The Origin of the Burrito
The burrito we all know and love today is a staple dish in Mexican-American cuisine. Although often considered a traditional Mexican food, the burrito’s origins start in more recent times in Northern Mexico. One thing is for sure — the farther south in Mexico you go, the fewer traces of burritos you will find. One reason for this is because wheat was only grown in Northern Mexico after it was introduced to Mesoamerica in post-Columbian times. Burritos could have been brought to America as war food during the Mexican Revolution in the early 1900s. While ancient Mexicans had tortillas and ate food similar to modern tacos and enchiladas, the burrito differs as it is made with a wheat tortilla instead of a corn tortilla.
Burrito Means “Little Donkey”
The term burrito means “little donkey.” Although the reason for this remains unknown, there are several theories. The most popular theory is that burritos were once served out of the back of donkey carts and the food was kept warm by wrapping them in tortillas. Another theory is that a burrito resembles a donkey’s ears or the rolled packs they carried. The earliest recorded use of the word was in 1895 in the Diccionario de Mexicanismos which states that a burrito is “A rolled tortilla with meat or other ingredients inside…” The first mention of a burrito in a U.S. menu was in the 1930s at a Spanish cafe in Los Angeles.
The Burrito combines New World and Old World Flavors
A burrito is one of the most versatile foods. It can be filled with the traditional meat and beans, or be filled with rice, salsa, guacamole, cheese, sour cream, lettuce and many other ingredients. At Chula’s we have several options for burritos, including our breakfast burrito and Mexican BLT. Basically, anything wrapped in a flour tortilla can potentially be considered a burrito.
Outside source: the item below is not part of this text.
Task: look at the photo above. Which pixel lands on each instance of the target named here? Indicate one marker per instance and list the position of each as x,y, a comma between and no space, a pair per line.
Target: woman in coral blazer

The burrito exploded in popularity in the U.S. thanks to the Tex-Mex fad that started during the 1970s. While the burrito is widely found in the U.S. and Northern Mexico, the rest of Mexico doesn’t consider the burrito as a traditional Mexican food. In Southern Mexico, you will tend to only find them in touristy areas, made especially for Americans and their burrito-obsessed palates.